Ca dépend du budget. En l'occurrence sur ce film-là ça a été sec. Sylvie Pialat produit bien ses films mais comme le polar ne génère pas toujours des chaînons clairs, comme on avait pas ni TFI ni France 2 le budget était réduit. Il m'est arrivé la même chose que sur Le convoyeur c'est-à-dire que le film qui a été tourné était le film qui a été écrit. Il était beaucoup plus long au départ, on voyait les méchants qui braquaient un fourgon, on les voyait construire le labo, fabriquer les drogues. Mais sans argent il faut commencer à aller à l'essentiel et à l'arrivée le film qui est monté, c'est le film qui a été tourné et écrit avant ça. Le convoyeur, c'était la même chose, j'ai coupé six plans. Là j'ai coupé huit plans, c'est-à-dire deux séquences.

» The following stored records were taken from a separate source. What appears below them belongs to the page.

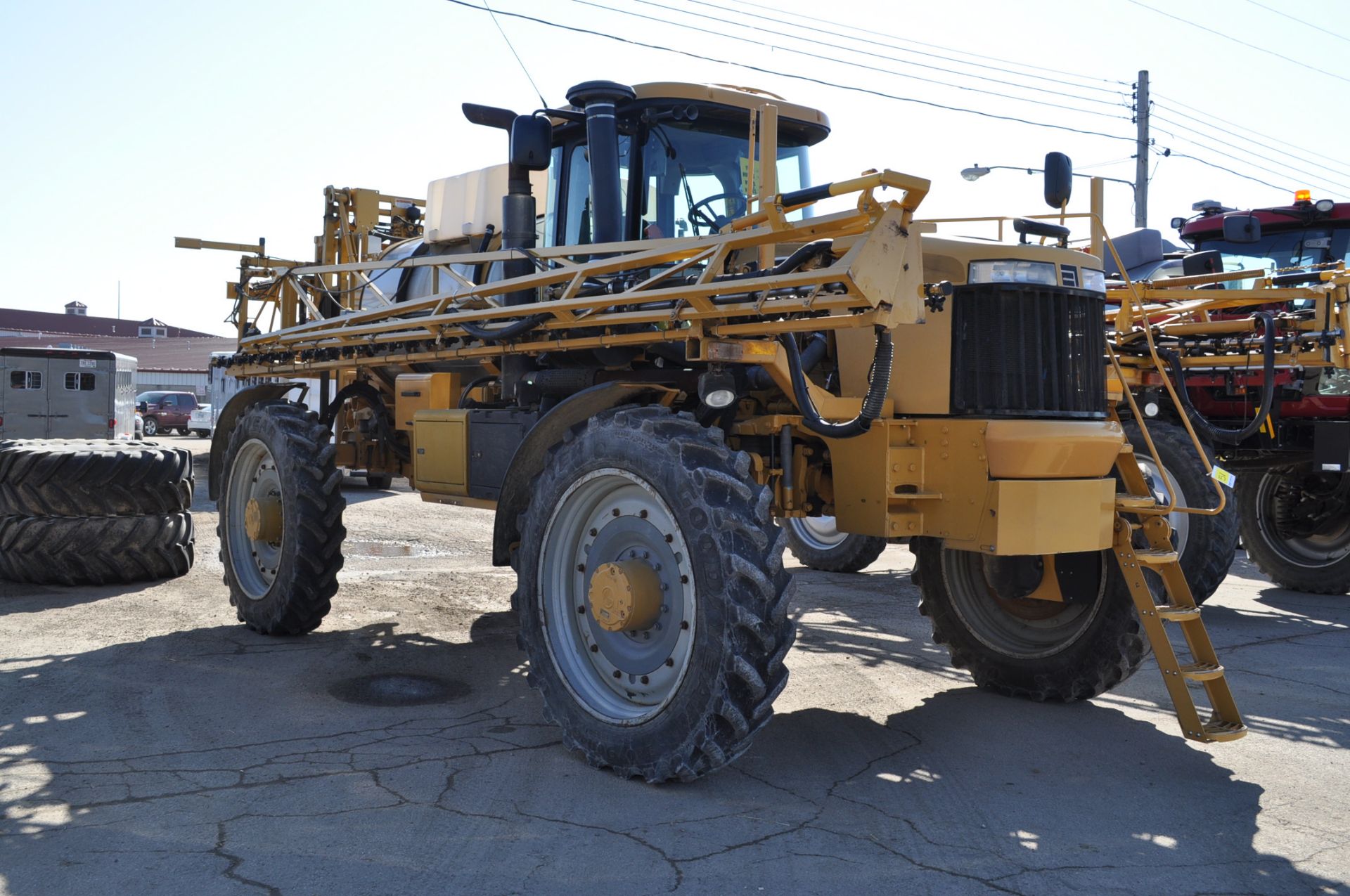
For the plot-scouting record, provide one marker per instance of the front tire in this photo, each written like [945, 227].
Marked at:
[818, 544]
[1030, 648]
[1204, 544]
[280, 525]
[1297, 526]
[682, 695]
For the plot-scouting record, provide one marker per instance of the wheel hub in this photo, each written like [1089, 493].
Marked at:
[625, 597]
[262, 519]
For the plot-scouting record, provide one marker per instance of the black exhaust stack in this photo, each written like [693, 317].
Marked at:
[598, 99]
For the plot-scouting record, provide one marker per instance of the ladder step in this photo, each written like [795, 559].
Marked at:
[1202, 671]
[1178, 614]
[1134, 502]
[1156, 557]
[1223, 730]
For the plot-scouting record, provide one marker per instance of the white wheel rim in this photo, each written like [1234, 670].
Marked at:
[650, 670]
[253, 475]
[818, 533]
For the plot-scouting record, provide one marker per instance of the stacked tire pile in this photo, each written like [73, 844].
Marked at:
[94, 512]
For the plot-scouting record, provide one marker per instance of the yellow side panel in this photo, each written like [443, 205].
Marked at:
[440, 451]
[423, 391]
[1048, 516]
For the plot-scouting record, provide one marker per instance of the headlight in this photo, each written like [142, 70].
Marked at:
[1012, 271]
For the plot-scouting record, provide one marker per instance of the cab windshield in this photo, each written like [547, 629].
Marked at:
[685, 178]
[1278, 252]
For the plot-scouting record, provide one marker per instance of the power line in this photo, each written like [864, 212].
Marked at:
[1229, 155]
[1210, 115]
[541, 100]
[932, 46]
[1282, 13]
[892, 46]
[858, 65]
[1254, 180]
[1279, 56]
[1266, 158]
[794, 77]
[1247, 139]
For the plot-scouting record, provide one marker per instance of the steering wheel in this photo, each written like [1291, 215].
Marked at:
[710, 218]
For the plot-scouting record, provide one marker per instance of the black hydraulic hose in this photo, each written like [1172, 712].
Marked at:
[1219, 434]
[811, 358]
[873, 404]
[512, 331]
[369, 394]
[802, 255]
[474, 384]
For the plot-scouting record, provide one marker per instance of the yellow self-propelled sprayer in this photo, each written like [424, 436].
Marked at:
[670, 358]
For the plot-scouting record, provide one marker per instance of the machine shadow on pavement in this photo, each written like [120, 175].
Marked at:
[375, 760]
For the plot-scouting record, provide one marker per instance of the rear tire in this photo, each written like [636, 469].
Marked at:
[647, 485]
[95, 478]
[818, 545]
[1037, 649]
[1206, 544]
[95, 550]
[1297, 526]
[281, 454]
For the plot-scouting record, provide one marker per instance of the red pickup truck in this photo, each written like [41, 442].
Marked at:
[164, 410]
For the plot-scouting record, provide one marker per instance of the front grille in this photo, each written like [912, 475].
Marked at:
[1028, 351]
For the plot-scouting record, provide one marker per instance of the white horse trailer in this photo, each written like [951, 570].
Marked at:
[67, 393]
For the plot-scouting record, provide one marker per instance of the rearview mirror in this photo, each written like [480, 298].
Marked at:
[531, 142]
[1241, 228]
[1059, 180]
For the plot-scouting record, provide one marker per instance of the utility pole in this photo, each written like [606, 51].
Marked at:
[1141, 150]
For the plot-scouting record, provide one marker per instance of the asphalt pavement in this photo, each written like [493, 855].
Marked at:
[150, 744]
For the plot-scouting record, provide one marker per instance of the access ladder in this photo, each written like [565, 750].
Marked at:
[1225, 724]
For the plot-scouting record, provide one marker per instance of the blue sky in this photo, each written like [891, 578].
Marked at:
[127, 124]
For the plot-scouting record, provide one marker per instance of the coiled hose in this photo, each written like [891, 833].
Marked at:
[1218, 434]
[873, 404]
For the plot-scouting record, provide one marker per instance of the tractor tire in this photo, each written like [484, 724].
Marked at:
[95, 478]
[682, 693]
[280, 524]
[1297, 526]
[95, 550]
[818, 545]
[1020, 647]
[1204, 544]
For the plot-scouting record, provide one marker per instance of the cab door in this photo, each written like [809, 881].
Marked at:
[26, 397]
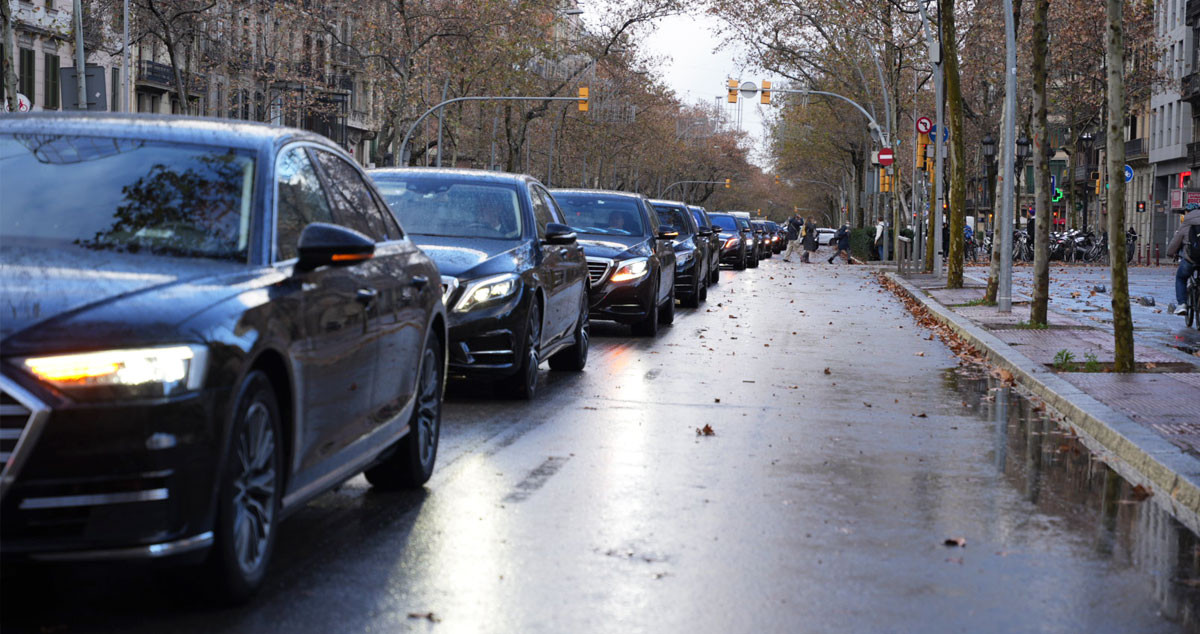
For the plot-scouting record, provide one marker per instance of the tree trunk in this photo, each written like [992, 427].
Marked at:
[7, 49]
[1122, 321]
[1041, 168]
[958, 150]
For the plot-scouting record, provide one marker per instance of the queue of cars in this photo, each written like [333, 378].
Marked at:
[239, 318]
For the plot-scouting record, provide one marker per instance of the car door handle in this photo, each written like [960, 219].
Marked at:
[366, 295]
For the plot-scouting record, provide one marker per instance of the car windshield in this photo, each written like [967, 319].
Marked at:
[607, 215]
[453, 207]
[672, 219]
[724, 222]
[141, 196]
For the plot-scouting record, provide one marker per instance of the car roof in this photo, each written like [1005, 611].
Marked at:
[474, 174]
[178, 129]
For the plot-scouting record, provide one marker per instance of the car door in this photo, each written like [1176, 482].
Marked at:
[334, 356]
[552, 268]
[573, 267]
[664, 250]
[396, 315]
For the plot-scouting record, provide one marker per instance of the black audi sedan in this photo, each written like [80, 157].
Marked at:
[714, 241]
[691, 247]
[631, 259]
[207, 324]
[735, 240]
[514, 279]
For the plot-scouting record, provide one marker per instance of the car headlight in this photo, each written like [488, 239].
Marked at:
[160, 371]
[630, 269]
[486, 291]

Ces plans n'ont pas d'intérêt c'est pour ça qu'ils ne se trouvent pas sur le DVD.

Gardiens de l'ordre est un peu dans le même genre qu'Une affaire d'état d'Eric Valette, ça vise un peu le même public ?

En France le genre roi est la comédie. Aucun polar n'a jamais fait et ne fera je pense jamais le score des Cht'is. Faire du polar en France c'est toujours tenter le coup, de voir jusqu'où ça peut passer. Après on ne va pas s'inventer metteur en scène de comédie, j'en ai écrit deux dans ma vie mais ça n'a pas passé. Je ne dois pas avoir le bon sens de l'humour. J'ai trouvé qu'Une affaire d'état était un vrai film d'action populaire, un vrai film de genre assumé comme tel. Je m'y suis beaucoup identifié, le film cherche juste à illustrer et à honorer le genre de la façon la plus travailleuse, rigoureuse et morale possible. J'ai aussi été très impressionné par Coco Chanel & Igor Stravinski, c'était somptueux.

Dernier bon film ?

A serious man des frères Coen, éblouissant et bouleversant. The ghostwriter de Polanski qui, à part Le pianiste, est le meilleur film de genre du réalisateur depuis très longtemps. Et Amer, j'ai adoré ce trip sensuel expérimental produit par mon meilleur figurant François Cognard.